レジスタントプロテインの将来性/広島大・加藤範久教授インタ
加藤氏〝米と腸内環境・腸内細菌との関係はこれからの研究のホットなテーマの一つになりうる〟
近年注目を集めている〝レジスタントプロテイン〟。レジスタントプロテインは、米や麦などの穀類に含まれており、腸内環境の改善や内臓脂肪の蓄積抑制、コレステロール低下作用などの機能性が確認されている。1997年にレジスタントプロテインの概念を始めて提唱した、レジスタントプロテイン研究の第一人者である広島大学名誉教授・加藤範久氏にレジスタントプロテインの可能性について聞いた。
―レジスタントプロテインの効率的な摂取方法は
加藤 効率的に摂取する方法として、濃縮して摂取するという方法が一番現実的かと思います。一例としてプロファイバー(ヤヱガキ醗酵技研製造)が参考になります。米や小麦、穀類などに消化酵素を作用させ、消化の良い部分を取り除いていき、未消化の画分を回収することでレジスタントプロテインとして有効な成分を濃縮して摂取する方法です。
―レジスタントプロテインの機能性・作用機序について
加藤 消化抵抗性があるという点は、食物繊維に似ています。また、脂肪との親和性が高いという点で、ある程度の説明がつきます。考えられるメカニズムとしては、この脂肪との高い親和性と消化抵抗性を利用して、食物繊維のように脂肪やコレステロールを消化管から体内に取り込むことを抑え、排泄を促進していると考えられます。
―国内外における米の機能性に関する将来性は
加藤 生活習慣病関連に対しては、従来から米の健康機能に関する研究が進められていましたが、これだという決め手がなかなかありませんでした。また、未開拓の分野ではありますが、米と腸内環境・腸内細菌との関係がこれから短いスパンで間違いなくホットなテーマの一つになってくると思います。

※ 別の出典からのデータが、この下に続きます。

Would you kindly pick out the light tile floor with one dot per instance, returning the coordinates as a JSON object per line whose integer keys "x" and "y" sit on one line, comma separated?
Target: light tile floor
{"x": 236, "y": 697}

これまで、美味しい米の開発やGABA配合米、温暖化でも育つ米の開発などはありますが、健康への影響に関しては比較的情報が限られていました。
それから、もう一つ全く予想していなかった発想で、高野豆腐そのものがレジスタントプロテインの範疇に当てはまることが分かったという事が、高野豆腐の研究を行っている研究者によって偶然に見つかりました。高野豆腐は非常に消化が悪く、強いコレステロール低下作用が見つかったという例です。最近では、このように調べる対象を昔から食されている食品素材にしたり、腸内環境といった切り口にするなど、色々な角度からレジスタントプロテインの発想を念頭に入れた研究が集まってきていると思います。
―ありがとうございました
< 加藤範久氏 プロフィール>
名古屋大学大学院農学研究科農芸化学専攻を単位取得退学後、非常勤講師を経て、1981年広島大学生物生産学部助教授。2001年から教授。2002年から生物圏科学研究科教授。2024年より名誉教授。